IGOR FERNÁNDEZ
PSICOLOGÍA

La vida a solas

Lo hemos oído mil veces: la soledad es la enfermedad del siglo XXI. En nuestras sociedades desarrolladas estar solo, sola, es el resultado de muchos cambios culturales, rápidos y ligados a nuestro modelo de vida: desde el tamaño menguante de la dificultad para conciliar vida laboral con vida familiar, las familias más pequeñas y diseminadas, los trabajos que deslocalizan, la precariedad, o la sensación ilusoria de omnipotencia en una sociedad avanzada como la nuestra.

Son algunos de los factores que van desligándonos, por un lado, del contexto social y, por otro, de la necesidad profunda de este. Y cuando esto sucede, pocas veces es elegido, lo cual termina mellando las entrañas del Yo. Los efectos son muy evidentes y afectan a la biología en lo más profundo de nuestra esencia, no solo como seres humanos sino como primates. El principal es el estrés, con sus múltiples afecciones físicas, la falta de energía, la sensación incluso física de incapacidad…

Y también en la dificultad para encontrar alternativas, la disminución de la creatividad y el empobrecimiento del pensamiento. Y todo ello sucede porque el otro es un espejo y en un estímulo imprescindible; como espejo lo necesitamos para explorarnos –las interacciones sociales nos permiten conocernos al sentirnos en el contacto con el otro– y como estímulo, para movernos, avanzar y cambiar –por el encuentro con la diferencia que nos obliga a adaptarnos–. El encuentro con los demás nos da una estructura de relación que nos mantiene vivos.

Dicho esto y a pesar de lo irrenunciable, a veces nos encontramos más aislados de lo que nos gustaría y con dificultad para revertirlo, para construir una red de apoyo que nos salvaría de esa sensación tan amenazante. Quizá no hace falta un grupo grande de gente, solo unos pocos con los que poder hablar de verdad.
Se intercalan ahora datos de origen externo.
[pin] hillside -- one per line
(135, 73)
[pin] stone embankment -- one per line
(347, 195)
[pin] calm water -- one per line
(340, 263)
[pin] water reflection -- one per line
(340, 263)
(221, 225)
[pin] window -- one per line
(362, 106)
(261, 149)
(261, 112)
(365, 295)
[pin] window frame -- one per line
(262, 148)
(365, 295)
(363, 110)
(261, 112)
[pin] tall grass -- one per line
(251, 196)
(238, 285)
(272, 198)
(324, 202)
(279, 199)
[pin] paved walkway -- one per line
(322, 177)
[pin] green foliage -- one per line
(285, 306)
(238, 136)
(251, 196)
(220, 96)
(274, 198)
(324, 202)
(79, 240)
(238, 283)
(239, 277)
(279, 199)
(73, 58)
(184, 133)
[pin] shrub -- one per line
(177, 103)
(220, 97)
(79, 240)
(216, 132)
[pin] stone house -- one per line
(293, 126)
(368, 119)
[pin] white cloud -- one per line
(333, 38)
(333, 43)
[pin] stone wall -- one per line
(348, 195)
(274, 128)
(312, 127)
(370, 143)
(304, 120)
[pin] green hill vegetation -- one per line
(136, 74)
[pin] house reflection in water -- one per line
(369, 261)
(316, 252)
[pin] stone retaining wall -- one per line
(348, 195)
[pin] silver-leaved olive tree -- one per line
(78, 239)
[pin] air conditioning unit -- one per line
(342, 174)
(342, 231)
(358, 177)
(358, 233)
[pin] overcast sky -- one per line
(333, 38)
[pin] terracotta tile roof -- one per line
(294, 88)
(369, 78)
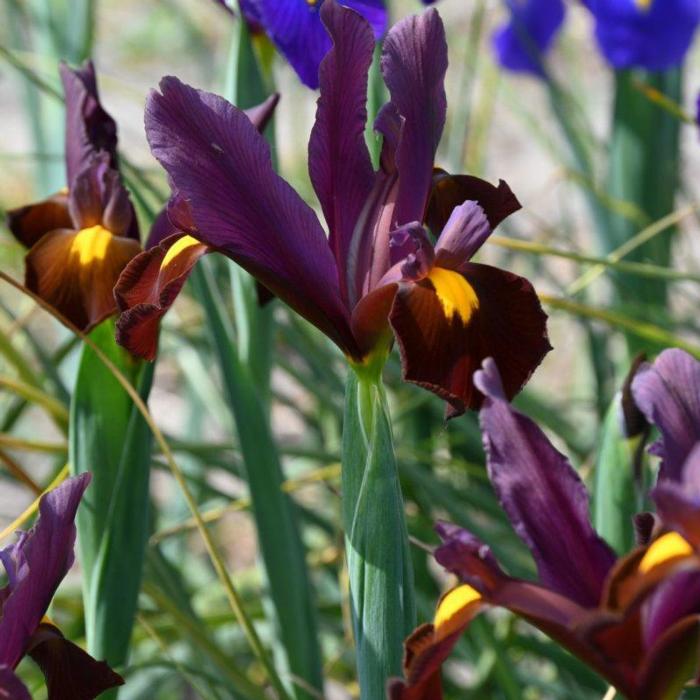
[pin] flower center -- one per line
(666, 548)
(456, 295)
(176, 248)
(90, 245)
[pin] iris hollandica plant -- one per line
(377, 274)
(635, 619)
(35, 565)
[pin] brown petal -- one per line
(28, 224)
(147, 289)
(75, 272)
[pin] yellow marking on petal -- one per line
(90, 244)
(667, 547)
(178, 247)
(456, 295)
(455, 610)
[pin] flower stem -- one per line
(376, 537)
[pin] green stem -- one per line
(376, 537)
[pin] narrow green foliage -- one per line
(376, 538)
(643, 171)
(275, 513)
(616, 491)
(109, 438)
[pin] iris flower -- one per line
(624, 617)
(35, 566)
(378, 270)
(650, 34)
(80, 239)
(296, 29)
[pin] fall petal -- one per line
(75, 272)
(221, 165)
(71, 673)
(28, 224)
(543, 496)
(148, 287)
(449, 191)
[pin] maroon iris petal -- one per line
(89, 129)
(543, 496)
(36, 566)
(339, 162)
(668, 393)
(414, 62)
(11, 687)
(222, 166)
(71, 673)
(449, 191)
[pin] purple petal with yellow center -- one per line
(668, 393)
(89, 129)
(220, 163)
(339, 162)
(543, 496)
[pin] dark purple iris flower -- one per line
(35, 567)
(81, 238)
(635, 620)
(378, 271)
(650, 34)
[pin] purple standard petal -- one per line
(339, 162)
(522, 41)
(295, 27)
(414, 62)
(41, 559)
(89, 129)
(465, 232)
(221, 165)
(11, 687)
(668, 393)
(656, 37)
(543, 496)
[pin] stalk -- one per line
(376, 537)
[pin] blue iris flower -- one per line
(650, 34)
(296, 29)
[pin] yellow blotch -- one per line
(667, 547)
(455, 610)
(178, 247)
(90, 245)
(456, 295)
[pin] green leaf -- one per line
(376, 538)
(616, 495)
(276, 515)
(109, 438)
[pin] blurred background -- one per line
(500, 125)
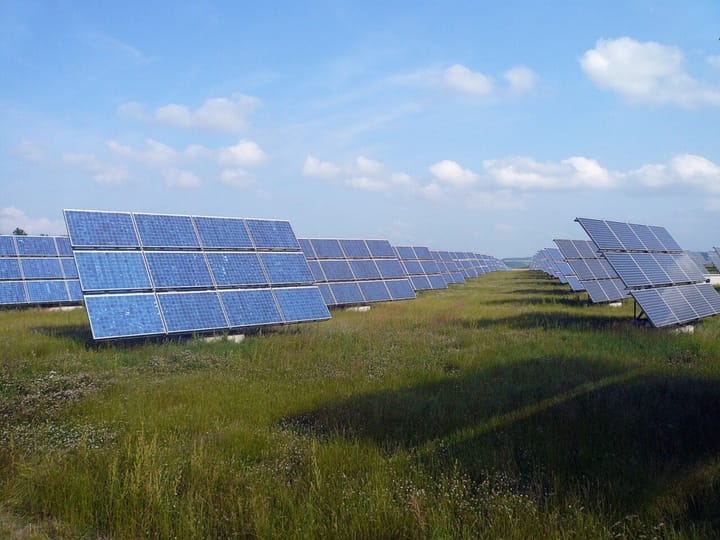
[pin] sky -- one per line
(473, 126)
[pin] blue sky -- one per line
(475, 126)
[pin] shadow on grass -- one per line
(547, 320)
(616, 438)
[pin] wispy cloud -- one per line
(646, 72)
(221, 114)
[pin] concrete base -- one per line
(233, 338)
(687, 329)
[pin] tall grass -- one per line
(507, 407)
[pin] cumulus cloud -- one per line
(521, 79)
(462, 79)
(102, 173)
(451, 173)
(244, 153)
(237, 178)
(646, 72)
(325, 170)
(222, 114)
(527, 174)
(180, 178)
(12, 217)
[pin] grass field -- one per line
(503, 408)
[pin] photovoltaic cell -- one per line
(192, 311)
(166, 231)
(270, 234)
(178, 269)
(286, 268)
(112, 270)
(222, 233)
(236, 269)
(301, 304)
(123, 315)
(101, 229)
(250, 307)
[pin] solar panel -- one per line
(664, 281)
(40, 260)
(189, 274)
(352, 271)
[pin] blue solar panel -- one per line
(42, 246)
(380, 248)
(364, 269)
(7, 245)
(74, 290)
(236, 269)
(374, 291)
(301, 304)
(41, 268)
(347, 293)
(437, 281)
(10, 269)
(337, 270)
(327, 248)
(192, 311)
(390, 268)
(307, 248)
(316, 271)
(268, 234)
(41, 291)
(413, 267)
(158, 230)
(355, 249)
(123, 315)
(220, 233)
(250, 307)
(12, 292)
(63, 246)
(287, 268)
(112, 270)
(600, 233)
(178, 269)
(420, 283)
(406, 252)
(400, 289)
(69, 268)
(327, 294)
(101, 229)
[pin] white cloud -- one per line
(222, 114)
(527, 174)
(521, 79)
(646, 72)
(102, 173)
(451, 173)
(180, 178)
(237, 178)
(244, 153)
(11, 218)
(30, 152)
(368, 167)
(462, 79)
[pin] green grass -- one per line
(503, 408)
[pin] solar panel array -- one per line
(153, 274)
(37, 270)
(353, 272)
(664, 281)
(421, 268)
(592, 270)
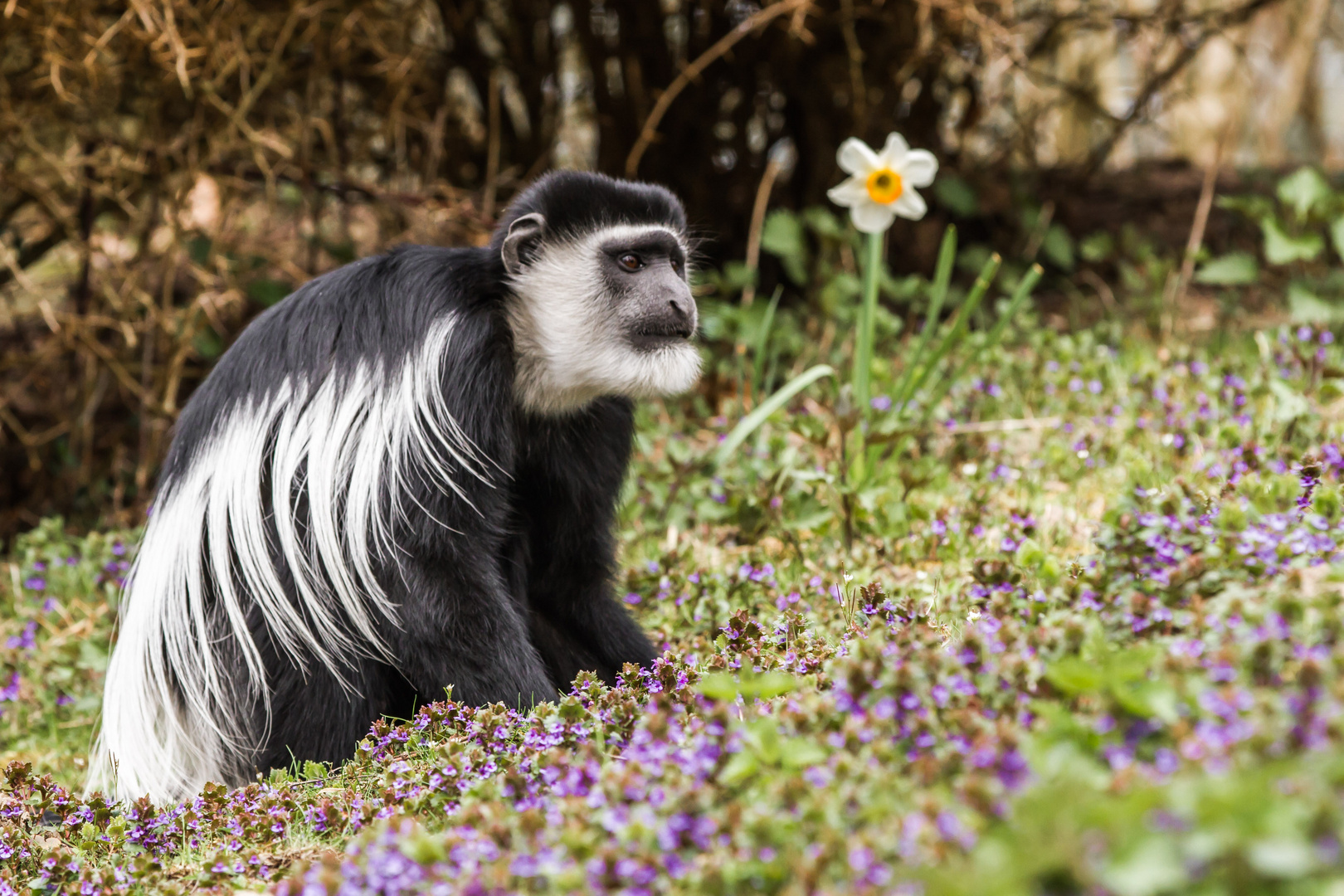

Puede que entre la gente que uno conoce pueda confiarle sus preocupaciones a un pequeño porcentaje, quizá de forma disgregada –a tal persona puedo hablarle de esto, a tal persona de lo otro–. Para esto hace falta algo de iniciativa, es cierto, bastante escasa cuando la soledad da sus primeras dentelladas y, por tanto, cierta confianza aún en que va a haber alguien ahí para mí, aunque no lo conozca aún.

Y aquí está la clave: algunas personas que viven la soledad han llegado a la conclusión contraria, lo cual retroalimenta el aislamiento y hace muy difícil cualquier tipo de intento. De hecho, para intentar algo que la desafíe, que trate de refutar esa losa terrible, a veces no tenemos fuerza para la acción pero sí mantenemos cierta autodeterminación quizá para desoír esa voz deprimente que acompaña y que dice: «¿Para qué, si no va a funcionar?». Desoírla con rudeza incluso, lo cual también es difícil porque esta voz, cuando estamos solos, se convierte en la principal –y a veces única– compañía. Así que hay que salir con alma de desafío y probar algo diferente: no solo buscar interacción para llenar un vacío, sino dar esa interacción a otros porque, aunque no lo creamos, aún en esos momentos de soledad todas las personas podemos seguir siendo estímulo y espejo para otros. Dar demuestra ser más efectivo que esperar a recibir en lo que a superar la soledad se refiere.

Por último, desoír esa voz inhibidora de la que hablábamos para «hacerlo igualmente», puede abrirnos la espita de los propios intereses, sepultados a veces tras el hambre de cubrir la soledad, y reencontrarnos con lo que nos gustaba hacer, y entonces, con un poco de confianza en que todavía tenemos algo de energía, centrarnos en alguno de ellos el tiempo suficiente como para “hacer” algo que no solo cambie nuestra red de personas alrededor, sino que le quite algo de sentido al comentario caníbal de «¿para qué?». Y entonces, al igual que la rueda de la soledad se creó en la mente a partir de algunos hechos reales, también puede crearse la rueda de la reconexión, con nuevos datos, y quizá con nueva gente.